Which is why the events of the past few hours horrify me.
These are the facts as I understand them…
- The Occupy Boston movement had a central protest location Dewey Square.
- The movement grew and they took on a second location–the newly beautified Greenway across the street.
- The Boston Police Department told them that the first location was okay, but they needed to vacate the Greenway
- The protestors refused
- Around 1-2am local time, the police moved in
- The arrests were made in an often violent method, which can be seen in this video taken by a protestor
It’s hard to know the full story, because the media wasn’t there. There has since been this article on Boston.com, which claims, among other things that the protestors were on private property (untrue–the Greenway is a public park). Although there has been police action taken (or threatened) in Atlanta, St Louis, Seattle and Dallas as well as Boston (and others) CNN the tv channel and CNN’s website have nothing. Ditto all the major media outlets. To which I reply–are you KIDDING ME? Is Salon.com the only source with enough courage to talk openly about the arrest of the Veterans for Peace among other events tonight?

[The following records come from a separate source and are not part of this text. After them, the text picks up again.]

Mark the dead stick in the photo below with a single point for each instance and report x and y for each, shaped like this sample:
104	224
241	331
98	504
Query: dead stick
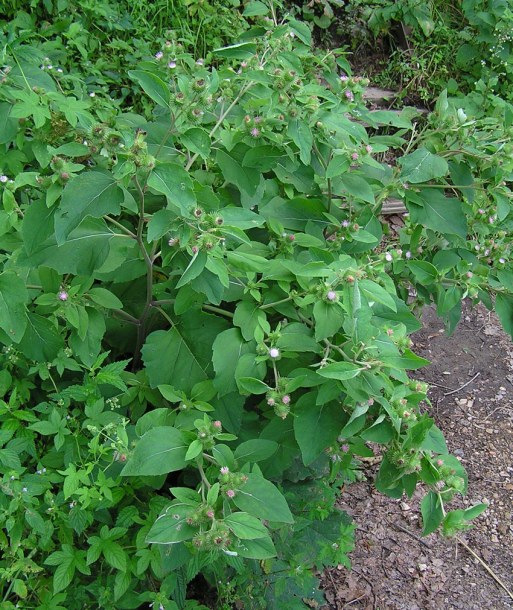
463	386
485	566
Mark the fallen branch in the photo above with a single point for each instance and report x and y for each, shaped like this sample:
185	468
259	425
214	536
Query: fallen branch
463	386
485	566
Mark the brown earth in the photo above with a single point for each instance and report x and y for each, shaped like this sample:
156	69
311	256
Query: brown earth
394	568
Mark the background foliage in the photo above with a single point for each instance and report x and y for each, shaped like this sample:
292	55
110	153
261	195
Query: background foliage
205	324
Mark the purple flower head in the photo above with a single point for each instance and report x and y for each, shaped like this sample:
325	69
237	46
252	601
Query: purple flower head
274	353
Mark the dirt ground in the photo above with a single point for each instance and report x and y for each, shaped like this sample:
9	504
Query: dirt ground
394	568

Most of my news came from Twitter, and although I know that there is bias present, the @Occupy_Boston feed and #occupyboston hashtag. Because NO ONE ELSE was giving me information.
What I read disturbed me and left me with many questions that the official channels (the boston.com article, the @Boston_Police twitter feed, @mayortommenino, @MassGovernor) left me with as they stay silent.
- Exactly why were the Boston PD moving in at 1-2am when people had been pitching tents there since 4pm?
- Were the arrests specifically timed to avoid media attention?
- Why had Mayor Menino (Boston’s Mayor) authorized this? I’ve been a long time supporter of his, and this is not the Mayor I believed in.
- If it’s true that State Troopers were also involved, why had Gov. Patrick agreed to it? I voted for him, and this is not the Governor I voted for.
- I find it suspicious that many of the major Occupy Movements saw police action tonight…except NYC, the most visible
- How is the Greenway private property (according to the Boston.com article)…it’s a PUBLIC PARK…where is that claim coming from?
- The @Occupy_Boston twitter feed denies that they made any such claim regarding “anarchists”, Commisioner Tim Caputo (video here) Why is the BPD trying so hard to come up with a reason to justify arrests that are unjustifiable?
- Is it true that the police tried to arrest those taking pictures first as claimed?
I find my faith in institutions I believe in, that I’ve worked for and with, shaken.
I know that if I were there, it’s not like I could do anything. I’m 35 weeks pregnant and on bed rest. But Boston is my home, and I love it. Boston is a part of me, and I wear the label of Bostonian proudly. Today being so far from home is hard, even knowing I couldn’t change a damn thing if I were there. I can only stand witness via electronic media and say the following….
I do not condone the actions of the Boston Police Department, or anyone involved in the police actions in Boston.
Boston has a long tradition of protest (um, hello–ORIGINAL TEA PARTY? FIRST SHOTS OF THE AMERICAN REVOLUTION? FIRST ABOLITIONIST SOCIETY? etc etc etc) and we pride ourselves on our heritage of freedom. Where was that freedom tonight?
Occupy Boston, I may not agree with your approach to change, but you deserve better than what you’re getting.